Contribute to your employer’s Roth 401(k) plan

Many employers will “match” your contribution, so ask if a match is available. If it is, do not pass this up. Amounts will vary for different employers, but one common arrangement is the employer will contribute 4% of your salary if you contribute 6%. For example, if your salary is $60,000, you will need to contribute $3,600 (6% x $60,000) this year, and your employer will contribute another $2,400 (4% x $60,000). The limits for 401(k) contributions in 2023 are provided in the box.

Note that I am recommending you contribute to the Roth 401(k), not the traditional 401(k). Roth 401(k)s have only become available in the last 15 years or so, and in my view the Roth 401(k) is far more valuable to you (long-term) than the traditional 401(k).

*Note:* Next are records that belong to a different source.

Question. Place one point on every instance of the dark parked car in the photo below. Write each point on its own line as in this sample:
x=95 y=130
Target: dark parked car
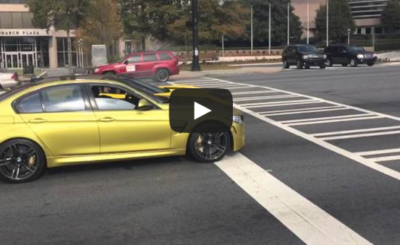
x=345 y=55
x=303 y=56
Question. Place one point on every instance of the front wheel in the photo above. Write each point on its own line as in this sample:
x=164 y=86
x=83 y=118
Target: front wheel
x=209 y=147
x=21 y=161
x=162 y=75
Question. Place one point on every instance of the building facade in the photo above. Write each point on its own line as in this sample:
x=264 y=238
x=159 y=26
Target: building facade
x=21 y=44
x=366 y=13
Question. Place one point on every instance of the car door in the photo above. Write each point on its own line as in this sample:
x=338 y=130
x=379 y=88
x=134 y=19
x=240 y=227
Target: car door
x=62 y=119
x=150 y=60
x=124 y=128
x=133 y=65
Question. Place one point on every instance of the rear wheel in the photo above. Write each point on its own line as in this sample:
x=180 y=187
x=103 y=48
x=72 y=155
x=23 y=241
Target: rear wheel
x=162 y=75
x=209 y=147
x=21 y=161
x=300 y=64
x=353 y=63
x=285 y=64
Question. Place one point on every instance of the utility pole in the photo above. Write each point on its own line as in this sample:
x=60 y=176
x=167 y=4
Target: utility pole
x=308 y=22
x=269 y=30
x=288 y=41
x=195 y=29
x=252 y=34
x=327 y=23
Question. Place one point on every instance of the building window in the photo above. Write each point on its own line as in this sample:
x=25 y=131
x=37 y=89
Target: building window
x=62 y=52
x=16 y=20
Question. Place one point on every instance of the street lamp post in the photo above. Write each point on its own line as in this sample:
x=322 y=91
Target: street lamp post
x=327 y=23
x=195 y=30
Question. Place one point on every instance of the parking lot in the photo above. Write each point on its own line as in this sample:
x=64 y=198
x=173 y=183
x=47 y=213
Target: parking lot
x=321 y=166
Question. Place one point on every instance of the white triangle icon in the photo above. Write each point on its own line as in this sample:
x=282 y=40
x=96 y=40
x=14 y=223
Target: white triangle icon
x=200 y=110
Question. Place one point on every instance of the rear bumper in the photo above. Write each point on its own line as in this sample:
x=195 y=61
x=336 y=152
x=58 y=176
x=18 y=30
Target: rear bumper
x=317 y=62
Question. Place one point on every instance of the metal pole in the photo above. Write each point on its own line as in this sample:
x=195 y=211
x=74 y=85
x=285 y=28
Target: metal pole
x=223 y=45
x=195 y=29
x=269 y=30
x=327 y=23
x=288 y=41
x=308 y=22
x=252 y=35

The beauty of 401(k) plans is that your employer will process your contributions for you. You just need to contact your employer’s benefits department, sign a form instructing how much you want to contribute from each paycheck, and your employer will deduct the contribution from your paycheck and deposit it into your Roth 401(k) account.

If your employer does not offer a 401(k) plan, or does not provide a match, move to step 3.

Open a Roth IRA

Roth IRAs are only for one person, but you can open a separate Roth IRA for your spouse. These accounts can be opened at almost any brokerage firm, but check to make sure you can access low-cost mutual funds or ETFs (exchange traded funds) and there are no annual fees.

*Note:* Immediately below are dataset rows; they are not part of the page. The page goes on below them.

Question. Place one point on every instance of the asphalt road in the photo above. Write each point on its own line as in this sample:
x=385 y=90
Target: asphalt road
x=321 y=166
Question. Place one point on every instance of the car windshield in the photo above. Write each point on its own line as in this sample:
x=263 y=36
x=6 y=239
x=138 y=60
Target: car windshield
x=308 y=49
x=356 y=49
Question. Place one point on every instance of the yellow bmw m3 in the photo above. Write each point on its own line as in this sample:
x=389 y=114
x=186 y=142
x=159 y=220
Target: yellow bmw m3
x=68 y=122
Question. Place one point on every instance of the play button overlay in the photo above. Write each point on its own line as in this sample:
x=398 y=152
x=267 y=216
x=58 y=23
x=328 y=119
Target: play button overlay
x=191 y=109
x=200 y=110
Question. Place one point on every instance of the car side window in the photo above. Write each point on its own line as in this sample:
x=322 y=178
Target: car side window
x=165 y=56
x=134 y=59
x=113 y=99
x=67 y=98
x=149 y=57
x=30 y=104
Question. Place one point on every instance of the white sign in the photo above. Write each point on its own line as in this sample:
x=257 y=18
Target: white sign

Note that you can have a Roth IRA and a Roth 401(k). Contributing to a Roth IRA has income limitations, but they are high. For a married couple, the modified adjusted gross income (MAGI) for 2023 must be below $218,000 to contribute the full amount. For a single person, the MAGI must be below $138,000.

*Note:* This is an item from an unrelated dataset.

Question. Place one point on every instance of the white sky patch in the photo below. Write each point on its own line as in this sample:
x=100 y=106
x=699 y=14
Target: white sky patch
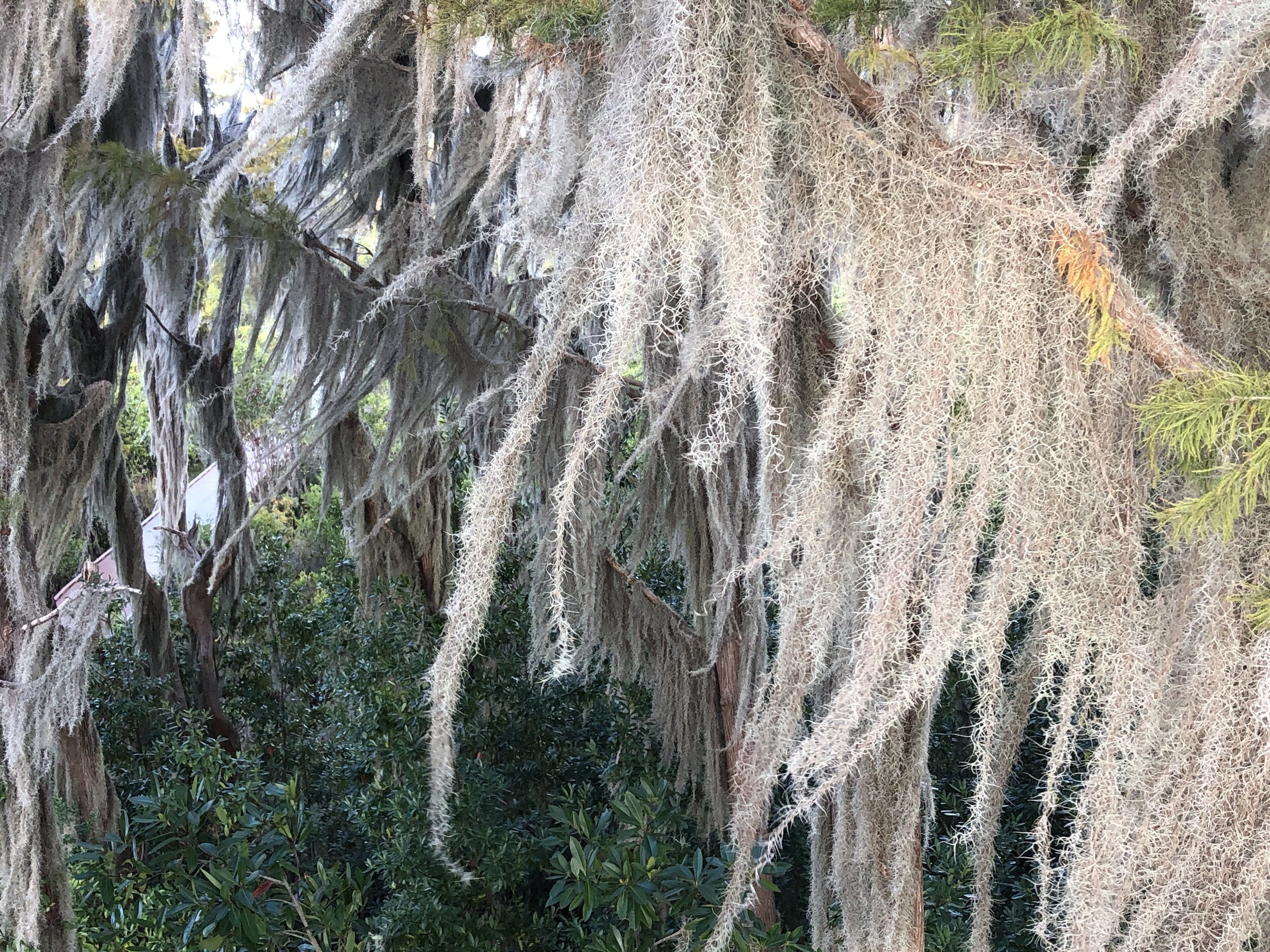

You can set up automatic monthly contributions to your Roth IRA between your bank or credit union and your brokerage firm. Automate, automate, automate!

Another rule for contributing to a Roth IRA is you must have earned income. Investment income, social security, and pensions do not count, so most retirees cannot contribute.

Open a taxable account

Some people call these brokerage accounts. It is an investment account that is not a retirement account. Taxable accounts have favorable tax treatment (due to capital gains tax rates), and they are especially valuable for strategies like converting a traditional IRA to a Roth IRA (and paying the taxes from the taxable account), or providing cash flow after retirement while delaying starting social security until age 70. Funding your taxable account can also be set up as automatic transfers each month from your bank or credit union.

The benefits

Notice that all these recommendations involve making the transfers automatic. This eliminates the stress of hoping there will be money left at the end of the month to save or invest. Once you have the automatic transfers set up (as high as you think you can afford), the remaining money from your paycheck is available to spend each month. You may feel a cash flow squeeze, but the psychological benefit of knowing you are saving and investing for your future will feel great.

It would be unrealistic to think someone can afford to do all four steps at one time. That is not necessary. I recommend starting with steps 1 and 2, especially if your employer offers to match your 401(k) contribution. If you get a raise, increase the percentage you are contributing to your Roth 401(k) or fund your Roth IRA. If you receive a tax refund, or a bonus or stimulus payment, commit to saving or investing at least 50% of it. This will help you see progress quickly.

Aim to save 15% of your gross income, and gradually increase it to 20% or 25%, if possible. By automating your saving and investing, you can get on the path to financial security and to becoming a “Millionaire Next Door.”